Students go through a guided process of deciding who they will play in a band with, what instrument they will play, and what song(s) they would like to learn. These decisions are highly influenced by the preferences that students develop after going through the experience over the course of several years. Throughout the year, students hold themselves and each other accountable to be in the Band Room at their designated practice time. The adversity that comes with learning a new instrument and/or song while collaborating with their peers is invaluable to the process. As a group, each band readies themselves for the Rock Concert, and the work put into each practice, whether smooth or bumpy, becomes worth it.

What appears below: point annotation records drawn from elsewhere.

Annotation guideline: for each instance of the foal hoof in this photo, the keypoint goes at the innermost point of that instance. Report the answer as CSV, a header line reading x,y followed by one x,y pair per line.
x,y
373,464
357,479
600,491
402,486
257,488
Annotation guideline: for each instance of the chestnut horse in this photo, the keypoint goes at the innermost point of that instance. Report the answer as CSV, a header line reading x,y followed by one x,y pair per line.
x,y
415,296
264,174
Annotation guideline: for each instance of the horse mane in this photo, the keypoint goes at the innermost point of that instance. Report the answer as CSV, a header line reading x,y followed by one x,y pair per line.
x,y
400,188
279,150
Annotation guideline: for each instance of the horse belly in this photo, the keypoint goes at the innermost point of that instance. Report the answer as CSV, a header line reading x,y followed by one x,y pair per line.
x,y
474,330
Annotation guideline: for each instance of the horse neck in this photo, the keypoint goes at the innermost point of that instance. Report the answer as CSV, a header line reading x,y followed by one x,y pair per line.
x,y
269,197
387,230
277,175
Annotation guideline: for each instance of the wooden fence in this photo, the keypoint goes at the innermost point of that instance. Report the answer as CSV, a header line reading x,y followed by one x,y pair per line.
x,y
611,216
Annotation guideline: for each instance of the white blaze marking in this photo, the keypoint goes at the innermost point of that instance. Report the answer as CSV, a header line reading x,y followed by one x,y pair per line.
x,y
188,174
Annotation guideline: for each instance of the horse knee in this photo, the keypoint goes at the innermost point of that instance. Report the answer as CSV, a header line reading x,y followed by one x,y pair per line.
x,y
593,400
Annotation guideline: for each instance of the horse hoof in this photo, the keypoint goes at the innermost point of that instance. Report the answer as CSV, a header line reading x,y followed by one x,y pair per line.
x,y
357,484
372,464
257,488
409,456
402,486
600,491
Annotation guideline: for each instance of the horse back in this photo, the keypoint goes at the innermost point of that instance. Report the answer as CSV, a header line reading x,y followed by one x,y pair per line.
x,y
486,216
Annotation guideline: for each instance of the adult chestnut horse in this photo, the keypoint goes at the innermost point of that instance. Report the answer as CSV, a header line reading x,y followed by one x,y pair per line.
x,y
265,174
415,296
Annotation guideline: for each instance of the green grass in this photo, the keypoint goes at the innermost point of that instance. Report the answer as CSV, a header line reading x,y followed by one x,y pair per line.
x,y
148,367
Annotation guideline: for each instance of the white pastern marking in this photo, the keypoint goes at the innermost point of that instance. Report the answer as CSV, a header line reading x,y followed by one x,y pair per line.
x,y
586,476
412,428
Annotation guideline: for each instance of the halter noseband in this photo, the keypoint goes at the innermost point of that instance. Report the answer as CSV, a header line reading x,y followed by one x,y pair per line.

The interpersonal skills cultivated during the Upper School Music process are crucial to not only their success as a band, but as people going into the world after Peninsula.
Physical Education
Every class from Nursery to 8th grade meets for PE at least once a week. This weekly meeting time creates a unique opportunity for students to cultivate relationships with each other, while also successfully navigating the three domains of learning: Cognitive, Affective, and Psychomotor. If we look closer at those three domains, they all naturally make their way into a well-structured lesson. PE at Peninsula is structured in a way that really allows every domain of learning to be touched upon, all while the students think they are just “playing games.” The cognitive domain is accomplished through things like rules and strategies. The affective domain is accomplished through emotional processing and conflict resolution. Finally, the most obvious for PE, the psychomotor domain is accomplished through locomotor and non-locomotor movements paired with skill building.
PE Activities is offered five days a week to both upper and lower school students. In the PE activities program, students from different classes are asked to come to a consensus on which game they are going to play that day. Using this consensus model creates a ripple effect that allows for the compounding of core values that align with Peninsula School’s mission. With consensus comes student agency, patience, and community-building. What comes next is Play. This version of Play is different from free play, but still allows space for the students to create authentic interactions with their peers, while also exploring and navigating relationships. During PE activities time, students experience choice and all the responsibility that comes with it: their decisions may lead to positive outcomes or they may lead to learning experiences that create problem-solving opportunities.